The authors of SR3 use the noise conditioning described in the Wavegrad paper which is another diffusion model published by the Google Brain team and is used for voice synthesis. I came across this useful repository that has a script to tune the Wavegrad model to find the best inference schedule. Maybe you could take a look at that? Alternatively, I believe you could also use something like Optuna or WanDB to do the hyperparameter tuning for you.

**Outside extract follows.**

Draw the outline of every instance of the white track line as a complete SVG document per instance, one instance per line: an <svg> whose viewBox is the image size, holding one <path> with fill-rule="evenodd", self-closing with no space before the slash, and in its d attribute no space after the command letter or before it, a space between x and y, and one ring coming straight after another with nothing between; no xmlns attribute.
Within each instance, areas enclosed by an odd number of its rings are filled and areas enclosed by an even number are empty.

@basab-gupta Danke! :) I tested several values of beta, but no one got good results. I'm still trying some hyperparameters for better performance, thanks for sharing the repo of Wavegrad. In fact, I noticed that Deblurring paper used this continuous noise schedule to achieve Perception-Distortion trade-off. It's so amazing that I'm tuning my model to reproduce this. Thanks for your advice~
Hello.
I am very interested in the unconditional image generation pipelines. Like in this example here: https://github.com/huggingface/diffusers/tree/main/examples/unconditional_image_generation
I have trained a network that is 128x128 and it gives very good results for what I need. However the resolution is very low.
The main diffusers readme mentions a super resolution diffusion model that comes after the low resolution model. How do I make this model? There are no examples and everything seems to be turning to stable diffusion. Is there any guide for how to train a low to high resolution diffusion model?
Thank you for making such a library, it is very good.